In preparation, I have been doing some research on the subject and following are a few data points for consideration:
Since April 2003, HHS’s Enforcement Office has handled over 9,666 cases that required some form of enforcement/corrective action regarding HIPAA privacy and security violations of Personal Health Information (PHI). That works out to over 1,200 cases a year.
In 2009, PrivacyRights.org reports that there were 46 breaches of PHI representing nearly 80M records. Note that 76M of those records were from the VA that inadvertently sent one of its RAID drives out for repair without cleansing it of those 76M records of veterans. If you can’t trust the government to keep your PHI safe, who can you trust?
Subtract the VA outlier and you get about 4M individuals who had their PHI breached in 2009 across 45 documented incidents or about 89,000/breach. That’s a lot of compromised records!
Also in May of 2009 we saw the Virginia Health Data, Dept of Health Professionals get hacked in which 531,000 individuals PHI were compromised and held ransom by the hackers for a cool $10M.
And let us not forget CVS who was fined $2.25M for sloppy disposal of prescription records. No one has any idea as to how many individuals may have been compromised in this blunder by a major pharmacy chain.
The scary thing about the above is that these numbers represent documented/reported cases of data breaches and it would be easy to argue that the actual number of breaches that occur in a given year is quite a bit higher (let’s remove the 76M records in the VA breach as that really is out there).
This all raises the question:
If organizations like the VA, the Virginia Health Data, Dept. of Health Professionals and some of the most prestigious hospitals in the country can’t keep PHI safe, who can?
Which logically leads to the next question…

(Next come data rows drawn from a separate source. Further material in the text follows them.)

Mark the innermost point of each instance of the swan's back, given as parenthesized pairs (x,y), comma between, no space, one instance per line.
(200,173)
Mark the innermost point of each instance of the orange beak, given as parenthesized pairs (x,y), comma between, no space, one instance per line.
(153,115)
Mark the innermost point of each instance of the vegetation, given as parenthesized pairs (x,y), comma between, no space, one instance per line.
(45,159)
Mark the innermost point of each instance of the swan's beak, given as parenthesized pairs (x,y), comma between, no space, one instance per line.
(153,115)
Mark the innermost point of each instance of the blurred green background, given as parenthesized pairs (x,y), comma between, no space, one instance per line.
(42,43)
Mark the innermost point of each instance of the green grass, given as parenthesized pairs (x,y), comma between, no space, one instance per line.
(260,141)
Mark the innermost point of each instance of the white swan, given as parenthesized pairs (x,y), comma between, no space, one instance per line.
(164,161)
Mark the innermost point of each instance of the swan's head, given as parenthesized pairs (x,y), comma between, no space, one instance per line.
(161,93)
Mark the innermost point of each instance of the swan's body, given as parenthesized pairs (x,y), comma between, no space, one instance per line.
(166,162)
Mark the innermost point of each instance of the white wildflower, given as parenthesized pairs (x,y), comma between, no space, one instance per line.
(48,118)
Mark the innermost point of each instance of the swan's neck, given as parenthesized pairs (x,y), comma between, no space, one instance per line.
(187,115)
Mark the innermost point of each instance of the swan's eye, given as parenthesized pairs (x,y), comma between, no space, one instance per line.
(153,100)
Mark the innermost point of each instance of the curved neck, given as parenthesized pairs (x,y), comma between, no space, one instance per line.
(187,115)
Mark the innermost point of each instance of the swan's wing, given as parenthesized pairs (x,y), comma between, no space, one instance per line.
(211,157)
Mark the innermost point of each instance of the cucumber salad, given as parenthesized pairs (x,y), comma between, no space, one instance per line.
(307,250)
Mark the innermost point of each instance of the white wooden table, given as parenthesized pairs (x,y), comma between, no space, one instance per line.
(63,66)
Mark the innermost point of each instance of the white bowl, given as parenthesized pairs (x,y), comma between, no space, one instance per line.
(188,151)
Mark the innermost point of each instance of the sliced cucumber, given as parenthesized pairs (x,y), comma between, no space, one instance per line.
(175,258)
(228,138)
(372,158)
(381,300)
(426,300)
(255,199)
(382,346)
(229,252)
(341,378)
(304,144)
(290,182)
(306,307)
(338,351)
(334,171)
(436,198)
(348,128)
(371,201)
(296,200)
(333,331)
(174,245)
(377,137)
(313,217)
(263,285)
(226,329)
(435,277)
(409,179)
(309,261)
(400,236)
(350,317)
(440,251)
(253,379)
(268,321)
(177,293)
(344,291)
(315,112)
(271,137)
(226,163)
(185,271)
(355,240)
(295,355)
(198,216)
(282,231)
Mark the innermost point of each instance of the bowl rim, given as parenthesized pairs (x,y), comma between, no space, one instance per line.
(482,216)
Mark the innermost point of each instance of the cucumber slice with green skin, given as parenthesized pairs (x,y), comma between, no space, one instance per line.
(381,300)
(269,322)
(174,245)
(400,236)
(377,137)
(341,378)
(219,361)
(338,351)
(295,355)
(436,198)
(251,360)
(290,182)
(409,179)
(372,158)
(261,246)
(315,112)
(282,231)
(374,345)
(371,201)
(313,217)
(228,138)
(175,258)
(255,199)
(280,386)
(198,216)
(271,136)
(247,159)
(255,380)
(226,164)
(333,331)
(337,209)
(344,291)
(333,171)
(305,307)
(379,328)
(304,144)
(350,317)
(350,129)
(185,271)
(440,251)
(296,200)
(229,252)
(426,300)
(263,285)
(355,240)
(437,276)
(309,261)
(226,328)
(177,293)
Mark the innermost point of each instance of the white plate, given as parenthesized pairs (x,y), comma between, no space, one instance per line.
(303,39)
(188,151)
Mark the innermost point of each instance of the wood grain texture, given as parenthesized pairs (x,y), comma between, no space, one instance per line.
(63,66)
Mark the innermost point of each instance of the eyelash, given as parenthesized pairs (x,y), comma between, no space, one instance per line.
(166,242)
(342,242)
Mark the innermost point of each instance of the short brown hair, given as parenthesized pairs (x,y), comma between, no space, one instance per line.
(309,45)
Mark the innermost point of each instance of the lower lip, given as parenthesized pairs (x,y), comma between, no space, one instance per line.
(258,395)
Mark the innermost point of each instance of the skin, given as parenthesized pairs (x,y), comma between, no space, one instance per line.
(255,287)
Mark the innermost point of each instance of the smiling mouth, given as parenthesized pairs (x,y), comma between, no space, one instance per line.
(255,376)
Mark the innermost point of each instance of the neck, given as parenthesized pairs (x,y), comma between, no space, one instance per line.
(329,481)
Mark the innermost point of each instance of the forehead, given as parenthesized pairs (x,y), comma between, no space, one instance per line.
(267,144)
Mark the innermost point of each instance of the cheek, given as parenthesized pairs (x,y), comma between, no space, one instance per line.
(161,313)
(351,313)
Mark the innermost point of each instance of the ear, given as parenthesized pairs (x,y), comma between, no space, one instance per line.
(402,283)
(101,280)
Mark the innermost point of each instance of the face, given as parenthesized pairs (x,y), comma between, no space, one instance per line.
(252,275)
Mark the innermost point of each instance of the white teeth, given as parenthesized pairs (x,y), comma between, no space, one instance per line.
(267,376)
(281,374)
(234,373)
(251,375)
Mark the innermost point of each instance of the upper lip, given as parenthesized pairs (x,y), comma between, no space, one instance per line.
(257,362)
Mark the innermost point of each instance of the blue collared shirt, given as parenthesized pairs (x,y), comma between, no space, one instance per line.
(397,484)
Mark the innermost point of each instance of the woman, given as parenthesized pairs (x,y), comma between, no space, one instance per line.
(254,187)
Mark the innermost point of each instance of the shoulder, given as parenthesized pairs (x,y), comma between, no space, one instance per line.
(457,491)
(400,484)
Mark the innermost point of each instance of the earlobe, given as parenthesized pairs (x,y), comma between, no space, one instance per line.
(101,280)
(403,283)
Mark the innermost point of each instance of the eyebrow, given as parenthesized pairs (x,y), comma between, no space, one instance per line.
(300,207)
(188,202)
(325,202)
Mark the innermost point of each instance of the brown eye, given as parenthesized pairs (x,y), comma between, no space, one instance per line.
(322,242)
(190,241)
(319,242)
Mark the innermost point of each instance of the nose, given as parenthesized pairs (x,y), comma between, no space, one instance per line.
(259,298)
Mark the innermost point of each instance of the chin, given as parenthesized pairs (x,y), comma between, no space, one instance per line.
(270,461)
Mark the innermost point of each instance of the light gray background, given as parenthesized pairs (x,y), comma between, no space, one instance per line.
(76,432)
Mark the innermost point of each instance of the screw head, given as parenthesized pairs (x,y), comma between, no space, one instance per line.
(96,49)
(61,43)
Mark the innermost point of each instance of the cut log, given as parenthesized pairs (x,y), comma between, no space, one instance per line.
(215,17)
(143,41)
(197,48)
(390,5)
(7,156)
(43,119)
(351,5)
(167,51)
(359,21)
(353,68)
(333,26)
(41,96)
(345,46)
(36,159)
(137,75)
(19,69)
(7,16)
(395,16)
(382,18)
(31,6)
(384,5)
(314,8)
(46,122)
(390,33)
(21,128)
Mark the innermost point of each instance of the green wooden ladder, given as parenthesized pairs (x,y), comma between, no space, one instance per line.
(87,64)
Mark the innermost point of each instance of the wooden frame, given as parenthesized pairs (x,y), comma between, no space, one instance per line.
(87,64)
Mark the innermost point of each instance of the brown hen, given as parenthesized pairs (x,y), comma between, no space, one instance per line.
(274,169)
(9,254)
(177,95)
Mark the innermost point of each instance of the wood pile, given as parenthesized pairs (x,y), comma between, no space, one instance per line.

Is there any true, fool-proof way to insure absolute privacy and security of PHI that is held by a covered entity, business associate or even an organization like Microsoft or Dossia acting on behalf of the consumer?
Yes, there are strong passwords, yes, data can be encrypted on a server but for just about every barrier thrown up, hackers have found a way to break in. Also, beyond just hackers, what is surprising is that a number of the PHI breaches in 2009 were done by employees who were then selling such data to others, such as ambulance chasing lawyers and tabloid magazines.
Which leads me to conclude…
Maybe the belief in absolute privacy and security of PHI is a fallacy.
As we move to digitize PHI through the adoption and use of EHRs by physicians and hospitals it is inevitable that we will see more breaches. Hopefully, the benefits that we, as a nation and citizens, accrue from the adoption and use of such digital records to better manage our health and coordinate health among our healthcare team will far outweigh the risks we will be taking in the potential compromise of our PHI.